4.72 s ± 22 ms per loop (mean ± std. dev. of 7 runs, 1 loop each)

%%timeit
(d1
.conditional_join(
    d2, 
    ('start', 'pos1', '<='), 
    ('end', 'pos1', '>='), 
    ('xx', 'xx', '=='), 
    use_numba=False)
)

2.25 s ± 8.14 ms per loop (mean ± std. dev. of 7 runs, 1 loop each)

%%timeit
(d1
.conditional_join(
    d2, 
    ('start', 'pos1', '<='), 
    ('end', 'pos1', '>='), 
    ('xx', 'xx', '=='), 
    use_numba=True)
)

281 ms ± 5.05 ms per loop (mean ± std. dev. of 7 runs, 1 loop each)

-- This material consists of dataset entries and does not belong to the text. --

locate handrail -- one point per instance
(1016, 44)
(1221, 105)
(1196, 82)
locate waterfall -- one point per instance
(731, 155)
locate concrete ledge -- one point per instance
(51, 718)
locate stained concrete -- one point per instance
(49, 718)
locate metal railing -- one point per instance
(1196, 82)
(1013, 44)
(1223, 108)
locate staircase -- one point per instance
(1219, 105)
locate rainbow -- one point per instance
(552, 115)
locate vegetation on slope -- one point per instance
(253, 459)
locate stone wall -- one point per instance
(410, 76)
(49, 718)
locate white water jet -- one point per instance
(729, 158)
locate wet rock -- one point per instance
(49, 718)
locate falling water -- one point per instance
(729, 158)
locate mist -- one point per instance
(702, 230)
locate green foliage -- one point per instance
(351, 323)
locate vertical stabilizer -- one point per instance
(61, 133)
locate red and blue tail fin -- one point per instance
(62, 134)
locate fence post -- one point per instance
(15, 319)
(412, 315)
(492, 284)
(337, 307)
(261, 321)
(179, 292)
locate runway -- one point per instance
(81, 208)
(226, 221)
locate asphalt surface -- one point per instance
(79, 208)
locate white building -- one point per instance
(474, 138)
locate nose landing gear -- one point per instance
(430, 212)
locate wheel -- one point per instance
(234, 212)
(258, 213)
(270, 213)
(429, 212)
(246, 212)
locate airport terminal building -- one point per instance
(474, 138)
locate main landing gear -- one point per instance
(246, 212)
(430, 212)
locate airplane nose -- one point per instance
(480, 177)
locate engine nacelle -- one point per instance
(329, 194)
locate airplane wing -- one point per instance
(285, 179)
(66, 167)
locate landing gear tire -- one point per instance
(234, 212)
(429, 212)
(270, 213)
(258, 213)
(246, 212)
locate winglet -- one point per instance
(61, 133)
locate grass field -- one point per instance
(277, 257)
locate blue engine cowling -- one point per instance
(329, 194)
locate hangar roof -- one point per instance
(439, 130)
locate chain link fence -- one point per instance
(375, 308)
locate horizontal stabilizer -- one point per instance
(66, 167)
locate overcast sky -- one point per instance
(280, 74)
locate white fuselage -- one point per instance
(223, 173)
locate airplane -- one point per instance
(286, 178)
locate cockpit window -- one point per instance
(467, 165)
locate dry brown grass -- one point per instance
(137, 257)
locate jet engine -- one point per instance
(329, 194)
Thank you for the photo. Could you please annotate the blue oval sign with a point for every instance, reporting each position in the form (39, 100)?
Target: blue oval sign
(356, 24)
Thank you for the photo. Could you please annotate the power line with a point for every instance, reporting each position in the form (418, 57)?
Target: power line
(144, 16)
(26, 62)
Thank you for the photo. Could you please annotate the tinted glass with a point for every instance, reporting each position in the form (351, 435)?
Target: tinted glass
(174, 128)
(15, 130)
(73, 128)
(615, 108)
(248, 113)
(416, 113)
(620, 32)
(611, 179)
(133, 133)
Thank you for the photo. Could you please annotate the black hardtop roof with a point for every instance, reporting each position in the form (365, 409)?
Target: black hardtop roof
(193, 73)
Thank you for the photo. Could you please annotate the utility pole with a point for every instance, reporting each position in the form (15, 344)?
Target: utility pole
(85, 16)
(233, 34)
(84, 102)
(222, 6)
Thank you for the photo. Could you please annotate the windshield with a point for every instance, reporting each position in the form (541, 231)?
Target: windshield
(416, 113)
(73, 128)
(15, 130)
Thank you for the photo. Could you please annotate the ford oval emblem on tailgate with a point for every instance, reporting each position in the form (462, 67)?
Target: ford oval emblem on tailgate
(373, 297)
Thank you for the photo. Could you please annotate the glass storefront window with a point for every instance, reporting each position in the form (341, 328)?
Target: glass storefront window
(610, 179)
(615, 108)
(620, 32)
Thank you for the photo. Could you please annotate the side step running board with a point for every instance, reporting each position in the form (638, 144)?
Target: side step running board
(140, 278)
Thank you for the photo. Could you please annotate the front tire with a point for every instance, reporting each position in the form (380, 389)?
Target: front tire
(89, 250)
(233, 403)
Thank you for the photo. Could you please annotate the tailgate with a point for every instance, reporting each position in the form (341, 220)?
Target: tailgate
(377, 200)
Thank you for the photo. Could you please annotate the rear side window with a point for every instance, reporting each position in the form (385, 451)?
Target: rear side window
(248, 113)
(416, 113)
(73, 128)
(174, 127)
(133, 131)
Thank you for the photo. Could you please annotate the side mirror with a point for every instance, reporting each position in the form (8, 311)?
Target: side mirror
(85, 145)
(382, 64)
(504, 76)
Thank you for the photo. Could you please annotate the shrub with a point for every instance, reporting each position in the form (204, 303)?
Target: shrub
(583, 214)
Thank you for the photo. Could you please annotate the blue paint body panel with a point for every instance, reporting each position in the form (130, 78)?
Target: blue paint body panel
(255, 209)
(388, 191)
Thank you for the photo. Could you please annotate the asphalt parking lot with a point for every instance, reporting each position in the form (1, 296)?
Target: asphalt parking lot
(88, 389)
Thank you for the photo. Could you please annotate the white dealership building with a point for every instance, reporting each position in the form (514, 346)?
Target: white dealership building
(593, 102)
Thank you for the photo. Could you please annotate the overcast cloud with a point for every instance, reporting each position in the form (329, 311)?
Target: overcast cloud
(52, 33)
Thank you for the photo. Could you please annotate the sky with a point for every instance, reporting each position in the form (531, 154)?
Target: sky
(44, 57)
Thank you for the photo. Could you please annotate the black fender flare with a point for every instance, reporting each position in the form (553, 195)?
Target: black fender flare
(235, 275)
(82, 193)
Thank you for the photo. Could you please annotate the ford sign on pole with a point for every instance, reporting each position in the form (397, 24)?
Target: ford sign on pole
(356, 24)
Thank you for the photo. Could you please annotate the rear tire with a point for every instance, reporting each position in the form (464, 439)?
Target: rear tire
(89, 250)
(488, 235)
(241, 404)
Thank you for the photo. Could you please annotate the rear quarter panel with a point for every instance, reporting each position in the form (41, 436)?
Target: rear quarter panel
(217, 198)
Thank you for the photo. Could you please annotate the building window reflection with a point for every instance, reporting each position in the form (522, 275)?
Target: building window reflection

The above numba implementation depends on a number of conditions:

Only a single equi join is supported
The columns in the equi join should be either numeric or datetime data types
The columns in the equi join are duplicated with large ranges, but small unique values

Summary#

This blog post shows how to efficiently join on non-equi conditions, using conditional_join. If you are comfortable with SQL, you could get more performance with DuckDB, which allows querying Pandas DataFrames efficiently with SQL, supports non-equi joins as well, and has a performant implementation for range joins.